This is particularly useful for plugins that need to connect to OAuth-protected data sources. With this new infrastructure, your plugin can allow each user to access his own data after performing the OAuth authentication flow through DSS.

For more details, please see Parameters

Merge folders recipe

A new visual recipe to merge the content of multiple managed folders into one “stacked” managed folder

Reload button on notebooks

The Jupyter notebook UI now features a “Force reload” button that performs the full-unload-and-reload of the notebook that is needed:

  • If the project libraries were modified and need to be reloaded
  • If the DSS backend had restarted and the notebook can’t authenticate anymore
  • If the Hadoop delegation tokens had expired

Scalable webapps on Kubernetes

Webapps can now be deployed on Kubernetes. This allows having multiple backends serving a webapp.

Advanced Kubernetes exposition

Exposing API services and webapps on Kubernetes now support more advanced exposition options and custom YAML for expositions, allowing for more flexibility in advanced Kubernetes deployments.

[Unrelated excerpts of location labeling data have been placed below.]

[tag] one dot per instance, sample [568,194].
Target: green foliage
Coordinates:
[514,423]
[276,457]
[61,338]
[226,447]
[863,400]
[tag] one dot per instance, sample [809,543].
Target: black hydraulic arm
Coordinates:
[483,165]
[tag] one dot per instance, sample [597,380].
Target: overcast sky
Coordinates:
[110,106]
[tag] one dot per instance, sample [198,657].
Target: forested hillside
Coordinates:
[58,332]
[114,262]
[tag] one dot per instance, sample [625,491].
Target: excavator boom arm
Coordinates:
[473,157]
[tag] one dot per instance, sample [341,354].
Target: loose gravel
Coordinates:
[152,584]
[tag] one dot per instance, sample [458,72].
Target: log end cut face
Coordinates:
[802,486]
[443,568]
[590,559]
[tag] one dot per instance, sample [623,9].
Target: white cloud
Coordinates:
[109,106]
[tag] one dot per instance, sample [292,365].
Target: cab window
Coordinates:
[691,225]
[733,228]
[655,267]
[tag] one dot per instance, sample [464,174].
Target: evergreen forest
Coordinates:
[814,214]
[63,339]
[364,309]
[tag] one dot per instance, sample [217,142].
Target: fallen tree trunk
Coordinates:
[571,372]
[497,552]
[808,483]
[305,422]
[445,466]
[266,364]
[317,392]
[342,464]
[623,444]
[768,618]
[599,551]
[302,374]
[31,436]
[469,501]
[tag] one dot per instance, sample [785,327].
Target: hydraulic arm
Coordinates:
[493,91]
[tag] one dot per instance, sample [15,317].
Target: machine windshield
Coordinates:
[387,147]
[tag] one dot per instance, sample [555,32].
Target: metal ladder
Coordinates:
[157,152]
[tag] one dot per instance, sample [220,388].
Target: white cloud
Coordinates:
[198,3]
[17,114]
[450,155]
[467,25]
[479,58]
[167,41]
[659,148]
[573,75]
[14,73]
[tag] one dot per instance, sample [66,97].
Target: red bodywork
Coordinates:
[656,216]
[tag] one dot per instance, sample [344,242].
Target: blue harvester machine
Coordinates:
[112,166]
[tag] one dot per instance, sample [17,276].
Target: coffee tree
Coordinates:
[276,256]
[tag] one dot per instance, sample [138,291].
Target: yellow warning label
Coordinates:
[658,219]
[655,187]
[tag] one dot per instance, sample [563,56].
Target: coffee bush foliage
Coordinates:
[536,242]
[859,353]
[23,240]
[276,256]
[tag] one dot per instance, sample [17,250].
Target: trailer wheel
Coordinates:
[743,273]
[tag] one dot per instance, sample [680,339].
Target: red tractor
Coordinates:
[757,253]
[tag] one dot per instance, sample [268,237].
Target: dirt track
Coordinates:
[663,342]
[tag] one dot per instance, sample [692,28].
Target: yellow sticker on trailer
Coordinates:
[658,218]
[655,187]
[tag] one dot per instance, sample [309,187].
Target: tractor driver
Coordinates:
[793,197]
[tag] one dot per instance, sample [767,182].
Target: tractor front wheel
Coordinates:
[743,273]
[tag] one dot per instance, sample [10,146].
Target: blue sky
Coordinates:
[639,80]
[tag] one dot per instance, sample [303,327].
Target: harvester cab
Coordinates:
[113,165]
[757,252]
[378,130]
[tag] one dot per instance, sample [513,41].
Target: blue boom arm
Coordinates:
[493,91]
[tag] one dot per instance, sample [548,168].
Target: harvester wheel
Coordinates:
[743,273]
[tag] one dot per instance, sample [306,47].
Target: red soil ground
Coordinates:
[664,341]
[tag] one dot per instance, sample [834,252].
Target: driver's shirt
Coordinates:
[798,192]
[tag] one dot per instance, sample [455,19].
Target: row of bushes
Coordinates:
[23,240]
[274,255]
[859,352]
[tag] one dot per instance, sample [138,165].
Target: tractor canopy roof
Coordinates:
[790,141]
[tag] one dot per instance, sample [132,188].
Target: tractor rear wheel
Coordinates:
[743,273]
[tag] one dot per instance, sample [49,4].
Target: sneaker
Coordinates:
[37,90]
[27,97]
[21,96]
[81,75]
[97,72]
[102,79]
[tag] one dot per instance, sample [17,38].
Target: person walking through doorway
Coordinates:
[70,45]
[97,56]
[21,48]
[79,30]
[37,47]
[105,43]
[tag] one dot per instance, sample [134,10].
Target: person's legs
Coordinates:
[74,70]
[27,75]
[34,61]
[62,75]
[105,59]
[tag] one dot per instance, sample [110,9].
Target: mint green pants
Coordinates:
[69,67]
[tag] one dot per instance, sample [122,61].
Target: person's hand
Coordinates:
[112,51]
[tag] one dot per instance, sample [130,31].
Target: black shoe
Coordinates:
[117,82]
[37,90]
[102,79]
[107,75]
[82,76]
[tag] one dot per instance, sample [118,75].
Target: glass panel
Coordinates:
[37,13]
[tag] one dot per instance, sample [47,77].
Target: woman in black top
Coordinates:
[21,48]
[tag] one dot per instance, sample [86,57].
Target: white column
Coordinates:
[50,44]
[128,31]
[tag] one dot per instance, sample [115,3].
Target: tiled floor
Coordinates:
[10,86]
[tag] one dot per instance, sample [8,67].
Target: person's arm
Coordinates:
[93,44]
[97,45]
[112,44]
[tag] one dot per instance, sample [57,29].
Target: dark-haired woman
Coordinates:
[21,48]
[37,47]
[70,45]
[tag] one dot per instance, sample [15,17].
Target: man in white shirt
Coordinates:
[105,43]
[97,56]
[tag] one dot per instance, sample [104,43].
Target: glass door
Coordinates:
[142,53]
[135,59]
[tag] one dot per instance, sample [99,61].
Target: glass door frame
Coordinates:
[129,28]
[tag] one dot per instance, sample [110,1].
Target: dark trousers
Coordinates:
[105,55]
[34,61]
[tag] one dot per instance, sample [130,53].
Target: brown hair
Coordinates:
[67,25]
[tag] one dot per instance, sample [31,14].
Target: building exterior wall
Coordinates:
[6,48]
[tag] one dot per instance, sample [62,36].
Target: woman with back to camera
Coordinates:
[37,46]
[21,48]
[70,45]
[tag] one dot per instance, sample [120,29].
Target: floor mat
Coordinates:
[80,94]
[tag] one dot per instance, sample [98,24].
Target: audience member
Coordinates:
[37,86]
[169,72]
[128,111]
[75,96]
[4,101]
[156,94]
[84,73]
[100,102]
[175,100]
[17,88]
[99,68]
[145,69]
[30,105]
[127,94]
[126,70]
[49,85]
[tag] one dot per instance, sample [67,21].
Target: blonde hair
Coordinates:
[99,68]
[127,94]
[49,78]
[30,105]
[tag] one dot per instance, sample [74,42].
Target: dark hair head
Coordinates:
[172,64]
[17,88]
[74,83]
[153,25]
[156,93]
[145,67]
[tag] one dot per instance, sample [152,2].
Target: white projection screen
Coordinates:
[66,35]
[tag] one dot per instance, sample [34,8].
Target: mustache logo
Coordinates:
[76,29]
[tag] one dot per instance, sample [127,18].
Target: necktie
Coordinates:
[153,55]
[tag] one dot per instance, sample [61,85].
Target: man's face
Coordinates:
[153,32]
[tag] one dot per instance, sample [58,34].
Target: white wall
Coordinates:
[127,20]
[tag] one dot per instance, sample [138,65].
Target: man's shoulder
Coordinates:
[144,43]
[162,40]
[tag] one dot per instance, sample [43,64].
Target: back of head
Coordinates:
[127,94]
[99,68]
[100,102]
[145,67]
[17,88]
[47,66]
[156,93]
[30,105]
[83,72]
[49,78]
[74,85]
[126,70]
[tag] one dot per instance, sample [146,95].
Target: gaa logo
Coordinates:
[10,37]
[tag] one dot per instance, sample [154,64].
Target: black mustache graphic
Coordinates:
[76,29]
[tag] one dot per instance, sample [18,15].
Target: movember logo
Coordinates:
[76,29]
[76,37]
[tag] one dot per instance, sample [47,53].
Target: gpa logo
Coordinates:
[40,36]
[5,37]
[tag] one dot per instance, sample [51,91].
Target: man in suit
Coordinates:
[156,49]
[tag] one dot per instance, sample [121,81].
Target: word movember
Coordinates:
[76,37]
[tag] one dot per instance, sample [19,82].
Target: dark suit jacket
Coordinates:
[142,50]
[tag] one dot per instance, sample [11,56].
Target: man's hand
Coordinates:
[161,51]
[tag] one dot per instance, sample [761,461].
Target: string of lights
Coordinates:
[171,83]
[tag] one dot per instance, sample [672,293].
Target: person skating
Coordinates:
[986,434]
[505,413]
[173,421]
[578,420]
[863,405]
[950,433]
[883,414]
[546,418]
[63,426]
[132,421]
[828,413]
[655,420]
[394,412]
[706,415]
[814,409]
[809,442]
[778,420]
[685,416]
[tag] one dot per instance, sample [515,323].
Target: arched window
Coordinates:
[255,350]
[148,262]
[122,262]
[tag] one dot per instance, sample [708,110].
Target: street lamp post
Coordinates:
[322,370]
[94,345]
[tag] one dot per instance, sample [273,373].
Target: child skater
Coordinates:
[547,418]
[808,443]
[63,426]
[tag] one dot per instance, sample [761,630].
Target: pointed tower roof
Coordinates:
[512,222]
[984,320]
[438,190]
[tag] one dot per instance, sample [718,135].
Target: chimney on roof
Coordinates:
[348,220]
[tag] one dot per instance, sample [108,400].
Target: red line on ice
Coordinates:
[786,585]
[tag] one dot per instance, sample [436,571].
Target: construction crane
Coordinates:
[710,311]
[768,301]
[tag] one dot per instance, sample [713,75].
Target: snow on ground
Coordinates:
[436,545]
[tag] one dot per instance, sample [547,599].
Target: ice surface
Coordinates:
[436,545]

Other enhancements and fixes

Hadoop, Spark, Kubernetes

  • Fixed “inherit from host” network on AKS
  • Added ability to set Kubernetes version on EKS
  • Fixed potential generation of too long Kubernetes namespaces
  • Automatically set spark.master when using Managed-Spark-on-Kubernetes on a non-managed Kubernetes cluster
  • Added support for Hortonworks HDP 3.1.4
  • Fixed potential infinite loop when building Spark pipelines
  • Automatically cleanup pods generated when using interactive SparkSQL on Kubernetes
  • Added variables expansion in Spark configuration
  • Test of container execution configuration now properly uses the active cluster

Datasets

  • BigQuery: Added support for “append”
  • GCS: Fixed slow read
  • GCS: Added proxy support
  • PostgreSQL: Fixed ability to use custom JDBC URL
  • FTP: Fixed file format detection
  • MySQL: Fixed duplicate column names in SQL notebook table list

Webapps

  • Flask webapp backend can now be multithreaded and multiprocessed. This allows greatly increasing the concurrency when the webapp performs blocking API calls but does not consume CPU (for example, if the webapp is waiting for a scenario to complete running)
  • Fixed History tab
  • Fixed restart of Bokeh webapps in dashboards

Data preparation

  • Fixed possible wrongful detection of “bigint” storage type instead of “string”, even in the presence of 0-leading values
  • Fixed SQL translation for column renamer when doing renames like A->B, B->C

Visual recipes

  • Sync recipe: GCS to BigQuery fast-path: added support for data stored in mono-regional locations
  • Sync recipe: Redshift to S3 fast-path: fixed support for @ in column names

Coding recipes

  • Fixed Hive->Impala and Impala->Hive conversion actions

Machine learning

  • Fixed strict conformance of generated PMML models
  • Fixed impact coding when “impute missing” is set to “drop rows”
  • Fixed ability to run Evaluation recipe with Keras Deep Learning models on Kubernetes
  • Added “revert design to this session” for clustering models
  • Fixed XGBoost early stopping when the best iteration is the first one
  • Fixed support for Tensorboard with Tensorflow >= 1.10

Python API

  • Fixed regression on dataiku.get_custom_variables(typed=True) - type will now be preserved
  • Added dataiku.Project().get_variables and dataiku.Project().set_variables to get/set project variables in a recipe in a way that will be directly reflected
  • Fixed insights.save_plotly, insights.save_bokeh, … in Python 3
  • Added API to obtain credentials for a connection directly in Python code (if authorized)
  • Added API to delete a scenario
  • Added API to delete a file from a managed folder
  • Made it possible to work on developing plugin recipes and clusters outside of DSS

R API

  • Added dkuGetProjectVariables and dkuSetProjectVariables to get/set project variables in a recipe in a way that will be directly reflected
  • Added API to delete a file from a managed folder

API node & API deployer

  • Fixed adding test queries from a dataset on a custom prediction endpoint

Cloud

  • Fixed generation of role-assumed STS tokens with too long login names or from APIs

Performance & Scalability

  • Various performance enhancements, especially for instances with high concurrency of users

Automation

  • Fixed wrongful date displayed in report mail when aborting a scenario
  • Fixed ability to clear old job logs from the UI

Administration

  • Added mass actions on the Users screen

Misc

  • Fixed issues where data would not be reloaded after installing a new plugin
  • Fixed adding insight from content of a managed folder
  • Enabled “drop data” by default when deleting datasets